High Availability and Disaster Recovery at Acquia
Acquia has a complex set of procedures and policies in place to ensure availability of our cloud products and services. Acquia Cloud, Acquia’s Platform-as-a-Service product, and Drupal Gardens, our Software-as-a-Service product, are built on Amazon Web Services (AWS) infrastructure. Acquia Cloud leverages Amazon Elastic Compute Cloud (EC2) infrastructure and technology to provide highly availability and disaster recovery capabilities in line with every customer’s requirements.
Acquia Cloud customers can choose the appropriate level of redundancy for their web properties. We offer both single/shared server environments and highly available redundant architecture distributed across multiple data centers. In addition, Acquia can provide dedicated, fully redundant hot-standby architecture that is geographically distributed across the United States and/or the European Union. Acquia Cloud also provides the capability for customers to create ad hoc or scheduled backups of the code and data that make up their sites, enabling self-hosting of disaster recovery sites.
Detecting and Escalating Continuity Issues
Acquia has a variety of products and services that are mission critical to our customers, including our core platforms, Acquia Cloud and Drupal Gardens, as well as Acquia Network (the web-based management interface that our customers use to manage Acquia Cloud sites), Acquia Search, Acquia Insight and our marketing sites. All of these systems require redundant and diverse automated monitoring and personnel on call 24x7 and geographically diverse to respond to any platform issues. To ensure continuous monitoring and escalation paths during any contingency issue Acquia’s operations team, which maintains and responds to monitoring events, is staffed currently in the United States (both East and West coasts), as well as Europe and Australia.
All mission critical systems and platforms are extensively monitored both from inside and outside our environment. Any issue that causes a disruption – whether an issue affecting a single customer’s site, or a platform issue that may affect many of our customers – kicks off immediate escalation to our support teams, as well as any additional teams whose expertise might be required.
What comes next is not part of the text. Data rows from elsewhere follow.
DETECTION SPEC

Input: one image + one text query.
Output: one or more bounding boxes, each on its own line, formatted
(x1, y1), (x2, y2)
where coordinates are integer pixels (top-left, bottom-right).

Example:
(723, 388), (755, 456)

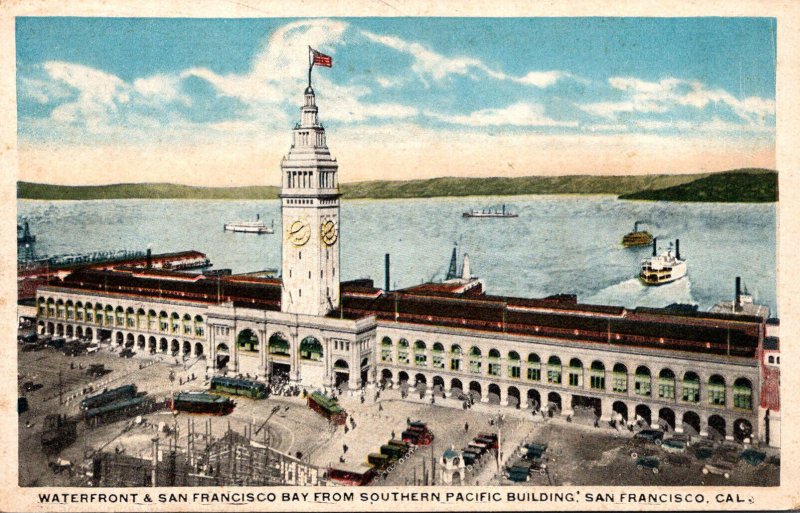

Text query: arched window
(431, 342), (444, 369)
(397, 338), (411, 365)
(733, 378), (753, 410)
(414, 340), (428, 367)
(267, 333), (291, 357)
(236, 329), (258, 353)
(658, 369), (675, 401)
(469, 346), (481, 374)
(194, 315), (206, 337)
(681, 371), (700, 403)
(633, 365), (653, 396)
(450, 344), (462, 371)
(611, 363), (628, 394)
(547, 356), (561, 385)
(381, 337), (392, 363)
(528, 353), (542, 381)
(708, 374), (725, 406)
(589, 360), (606, 390)
(569, 358), (583, 387)
(508, 351), (520, 379)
Internal communication channels are redundant.
Communication During a Crisis
During the past year, Acquia has enhanced both its internal and external communications plans and procedures to ensure that we communicate with our clients accurately and consistently.
The escalation of a service issue can be initiated either by a customer via a phone call or a support ticket, or as a result of Acquia’s monitoring procedures. Within 10 minutes of an issue being detected, internal escalation takes place. If the problem has not been resolved within 15 minutes, customers are notified of the situation through a status page at http://status.acquia.com. In addition, we tweet updated status information on our support Twitter account: @acquia_support. If the problem continues for 30 minutes, we initiate an email to our affected customers. The status page and the Twitter feed are updated every 30 minutes until the issue is resolved. Within two hours of problem resolution, we post an initial post-mortem. Within 48 hours, we provide a detailed post-mortem via post and email.
Ideally contingency plans are not needed, but with our responsibility for providing mission-critical web sites for our customers, we continually work to improve our procedures. Acquia’s focus on improving continuity planning includes:
• Deploying highly available services.
• Ensuring continuous 24x7 and redundant monitoring systems to detect issues as they occur.
• Escalating and resolving problems as quickly as possible.
• Communicating to our customers promptly and effectively.
By placing a high priority on these procedures, Acquia works to ensure world-class availability.